Monogame, l'Alpha séduira une louloute (non, ce n'est pas le féminin de loup !) et ils copuleront alors joyeusement dans la verte. Seulement, ce couple Alpha ainsi constitué sera le seul à avoir le droit de procréer (certes c'est injuste mais c'est comme ça).
Cela m'amène donc à m'interroger sur la monogamie.
Considérant les possibilités d'accouplement d'une femelle, le taux de mortalité en bas âge des petits, soit tous les aléas potentiels concernant la reproduction, force est de constater que ça ne
fait pas beaucoup de petits à l'arrivée.
Ainsi donc, nous pouvons supputer que la monogamie entraînerait inéluctablement la disparition de l'espèce. Mais allons plus loin...
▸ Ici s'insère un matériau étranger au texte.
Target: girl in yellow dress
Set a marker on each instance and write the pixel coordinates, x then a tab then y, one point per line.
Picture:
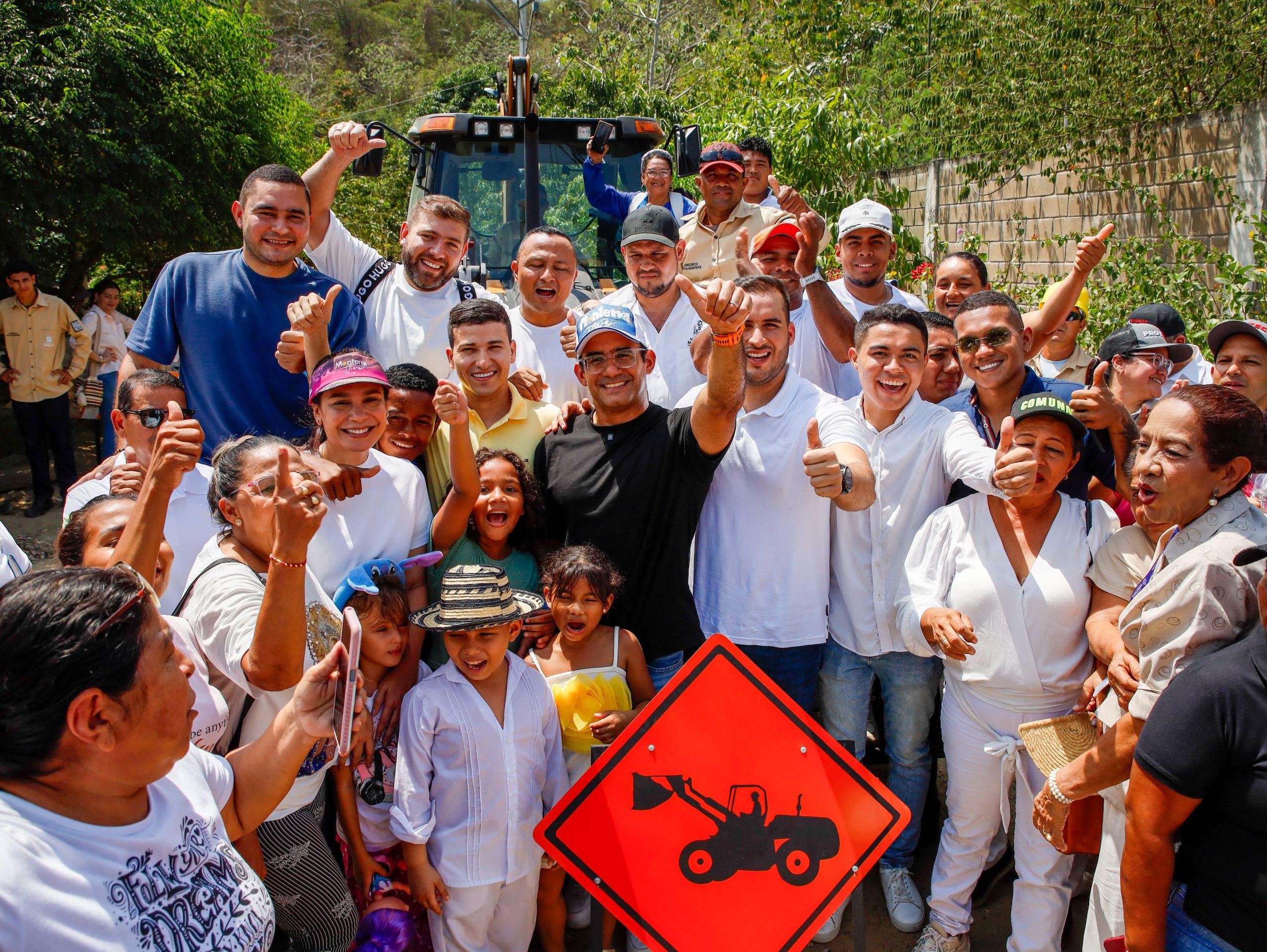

Dans le règne animal, il a été constaté qu'une femelle qui multipliait les relations masculines augmentait ses chances d'être fertile. Les sociétés qui cultivent ce genre de pratiques ne sont
nullement touchées par la stérilité. Je veux bien concevoir que nos sociétés occidentales sont confrontées à d'autres paramètres influant sur la fertilité, qui vont de Tchernobyl au stress en
passant par la pollution atmosphérique et les tamagochis, mais la monogamie est l'apanage de ces sociétés et ce sont celles qui ont de plus en plus de mal de procréer. Un homme avec une seule
femme, c'est autant de chances en moins de proliférer, alors que la nature est ainsi faite que le ratio hommes/femmes est certes désavantageux en nombre pour l'homme, mais particulièrement
plus favorable concernant le nombre d'accouplements possibles...si tant est que les femmes comptabilisées ne soient pas lesbiennes.
Or donc, un homme avec une seule femme, et la mentalité qui tend à faire de l'homme un séducteur et de la femme une vraie s..... si elle est déroge à la fidélité imposée par la morale, tout cela
combiné au fait que cette même morale empêche la femme d'augmenter ses chances d'être fertile, soyons réalistes, ça mène l'être humain sur la voie de la disparition.